Interview with

Founder & Teacher, Desiring God

Audio Transcript

What does a holistic life of worship look like when we are at work or at school or when we are engaged in the daily tasks that make up the bulk of our lives? The following excerpt is from John Piper’s sermon, “What Is the Will of God and How Do We Know It?” preached on August 22, 2004.

The aim of Romans 12:1–2 is that all of bodily life — everything you do with your bodies, all of life — be worship: “Present your bodies as a living sacrifice, holy and acceptable to God, which is your spiritual worship.”

Worshipping Christ in Daily Life

The goal of these two verses is that you find the way of life at work and at home that makes Christ look as valuable as he really is. That is what worship is. Worship is an expressing, a display, of the worth of all that God is for us in Christ. So when your bodily life — what you do with your hands, your feet, your arms, your tongue, your eyes, your ears — becomes worship, it becomes a way of displaying the value and the worth of Christ. So that is the point of these verses.

“Worship is an expressing, a display, of the worth of all that God is for us in Christ.”

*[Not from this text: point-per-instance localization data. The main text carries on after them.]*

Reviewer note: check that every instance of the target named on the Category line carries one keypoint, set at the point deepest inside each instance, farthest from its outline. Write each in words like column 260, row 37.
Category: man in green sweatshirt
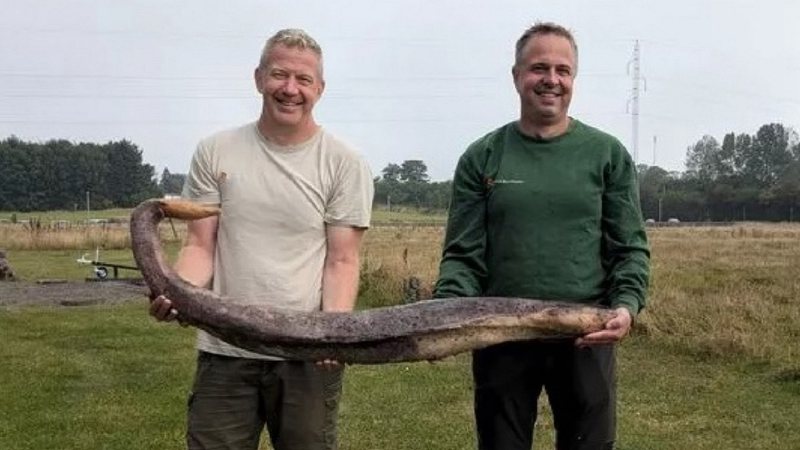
column 547, row 207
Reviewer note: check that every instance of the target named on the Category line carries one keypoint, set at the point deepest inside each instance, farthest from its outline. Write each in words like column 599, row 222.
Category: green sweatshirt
column 553, row 219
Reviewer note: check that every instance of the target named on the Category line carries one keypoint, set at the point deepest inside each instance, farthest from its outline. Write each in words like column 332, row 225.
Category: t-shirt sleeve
column 350, row 203
column 202, row 184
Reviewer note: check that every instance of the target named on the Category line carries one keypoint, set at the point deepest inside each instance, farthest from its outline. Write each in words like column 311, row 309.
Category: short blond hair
column 543, row 28
column 292, row 38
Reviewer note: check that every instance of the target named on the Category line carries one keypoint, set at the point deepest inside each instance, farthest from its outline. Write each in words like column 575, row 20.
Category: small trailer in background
column 101, row 268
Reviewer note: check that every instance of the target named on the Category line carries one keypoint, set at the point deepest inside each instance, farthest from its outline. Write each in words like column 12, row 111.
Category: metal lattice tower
column 634, row 100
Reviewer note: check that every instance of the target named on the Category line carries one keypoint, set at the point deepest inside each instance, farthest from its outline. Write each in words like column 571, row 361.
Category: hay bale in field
column 6, row 272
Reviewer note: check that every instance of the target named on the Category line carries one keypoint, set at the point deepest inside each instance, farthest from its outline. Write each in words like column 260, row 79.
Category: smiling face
column 290, row 82
column 543, row 77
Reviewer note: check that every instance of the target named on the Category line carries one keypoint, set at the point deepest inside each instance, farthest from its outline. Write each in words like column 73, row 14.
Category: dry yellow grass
column 724, row 290
column 76, row 237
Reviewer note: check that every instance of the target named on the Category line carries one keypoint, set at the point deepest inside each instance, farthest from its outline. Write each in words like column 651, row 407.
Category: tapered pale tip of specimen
column 187, row 210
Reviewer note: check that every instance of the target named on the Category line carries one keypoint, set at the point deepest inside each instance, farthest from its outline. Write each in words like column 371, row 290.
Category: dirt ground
column 71, row 293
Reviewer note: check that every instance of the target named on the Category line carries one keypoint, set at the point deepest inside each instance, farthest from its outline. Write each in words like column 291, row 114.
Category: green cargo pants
column 234, row 398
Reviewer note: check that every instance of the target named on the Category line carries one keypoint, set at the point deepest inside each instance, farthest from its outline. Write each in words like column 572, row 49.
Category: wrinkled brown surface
column 420, row 331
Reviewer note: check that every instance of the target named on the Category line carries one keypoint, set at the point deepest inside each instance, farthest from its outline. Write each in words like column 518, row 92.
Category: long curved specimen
column 426, row 330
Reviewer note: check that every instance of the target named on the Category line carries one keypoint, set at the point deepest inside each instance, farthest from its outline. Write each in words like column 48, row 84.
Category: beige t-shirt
column 276, row 202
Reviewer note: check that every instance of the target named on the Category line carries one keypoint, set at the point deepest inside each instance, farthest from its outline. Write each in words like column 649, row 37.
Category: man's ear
column 257, row 77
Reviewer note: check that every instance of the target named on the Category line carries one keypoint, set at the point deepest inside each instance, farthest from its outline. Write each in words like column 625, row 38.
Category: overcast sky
column 406, row 79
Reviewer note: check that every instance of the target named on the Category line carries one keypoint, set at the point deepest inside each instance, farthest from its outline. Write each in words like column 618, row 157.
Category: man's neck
column 283, row 135
column 543, row 130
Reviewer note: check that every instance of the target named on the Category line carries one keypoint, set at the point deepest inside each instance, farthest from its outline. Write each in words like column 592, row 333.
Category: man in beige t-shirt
column 295, row 203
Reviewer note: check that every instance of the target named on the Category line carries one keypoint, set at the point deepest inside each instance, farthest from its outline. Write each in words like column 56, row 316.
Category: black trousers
column 579, row 383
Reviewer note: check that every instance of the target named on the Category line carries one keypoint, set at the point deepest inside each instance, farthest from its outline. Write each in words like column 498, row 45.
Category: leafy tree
column 171, row 183
column 414, row 170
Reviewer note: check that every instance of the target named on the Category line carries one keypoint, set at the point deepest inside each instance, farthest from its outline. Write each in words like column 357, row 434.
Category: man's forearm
column 340, row 285
column 195, row 265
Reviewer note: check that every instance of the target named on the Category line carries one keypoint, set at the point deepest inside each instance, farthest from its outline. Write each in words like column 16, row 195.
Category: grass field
column 714, row 362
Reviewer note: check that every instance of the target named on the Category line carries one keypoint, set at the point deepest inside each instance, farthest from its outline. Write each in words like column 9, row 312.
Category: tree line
column 58, row 174
column 740, row 177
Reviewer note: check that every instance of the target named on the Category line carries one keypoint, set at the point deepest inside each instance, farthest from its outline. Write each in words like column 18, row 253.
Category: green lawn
column 107, row 377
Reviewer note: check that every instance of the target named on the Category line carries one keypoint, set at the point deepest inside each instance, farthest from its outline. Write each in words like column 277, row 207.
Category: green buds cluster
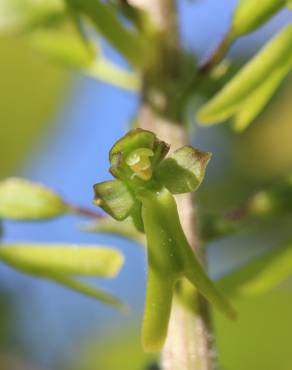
column 145, row 182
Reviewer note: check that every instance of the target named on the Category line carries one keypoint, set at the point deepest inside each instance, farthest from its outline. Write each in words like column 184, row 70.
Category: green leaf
column 249, row 15
column 170, row 258
column 275, row 56
column 90, row 291
column 254, row 104
column 68, row 49
column 22, row 14
column 260, row 275
column 115, row 198
column 62, row 259
column 125, row 229
column 25, row 200
column 130, row 44
column 103, row 70
column 184, row 170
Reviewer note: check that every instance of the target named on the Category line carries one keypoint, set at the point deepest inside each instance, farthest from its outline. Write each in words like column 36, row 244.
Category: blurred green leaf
column 37, row 89
column 59, row 262
column 25, row 200
column 254, row 104
column 184, row 170
column 275, row 60
column 261, row 275
column 104, row 70
column 129, row 43
column 249, row 15
column 90, row 291
column 62, row 259
column 66, row 49
column 125, row 229
column 114, row 197
column 17, row 15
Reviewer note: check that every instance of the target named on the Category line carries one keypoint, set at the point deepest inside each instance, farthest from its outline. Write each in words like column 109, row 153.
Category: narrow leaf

Paul wants to build on eleven chapters of theology and turn your life into doxology so that it sounds like doxology, it looks like doxology, it smells like doxology. And if you don’t know how to do that at work, if your work feels like the kind of work where that is an absolutely inconceivable idea, there are two possible problems. One is, you have the wrong job. But that is probably not the case. It is probably that verse 2 isn’t happening to the degree that it should.

Renewed Minds

Verse 2 is the means by which verse 1 comes about. Your life becomes a worship to God, it becomes a manifestation of the worth and value of Jesus, when you are not conformed to the world and all their values, but you are transformed by the renewal of your mind, so that the will of God becomes precious to you and a joy to you, and you find yourself living a lifestyle of love and sacrifice and Christ-exalting standards that cause the world to recognize his reality and his beauty and his value.

So it is probably not that you are in the wrong job — it is just that we have a lot to do in order to pursue what it means to be renewed in our minds.

When it says in verse 2, “Be transformed by the renewal of your mind,” Christians know it means I am already new. Second Corinthians 5:17 says, “If anyone is in Christ, he is a new creation.” Period. He is a new creation. And then we also know that the Bible builds on that rock-solid reality of our identity in Christ and says, “Now become what you are.” For example, look at 1 Corinthians 5:7: “Cleanse out the old leaven [picturing leaven as sin] that you may be a new lump [picturing the lump of dough as your life] as you really are unleavened.”

Isn’t that amazingly clear? Become what you are. You are unleavened, sinless, perfect, accepted, loved, home in Christ. Now become that in your practical, bodily behavior so that people will see the worth of Jesus Christ to you. Or Colossians 3:10 says it this way: “[You] have put on the new self, which is being renewed in knowledge after the image of its creator.” You have put on the new self. You are there. You are home. You are new. You are in Christ. You are accepted. You are loved. You are justified, acquitted, vindicated, verdict not guilty, it is finished. Now be renewed according to who you are in Christ.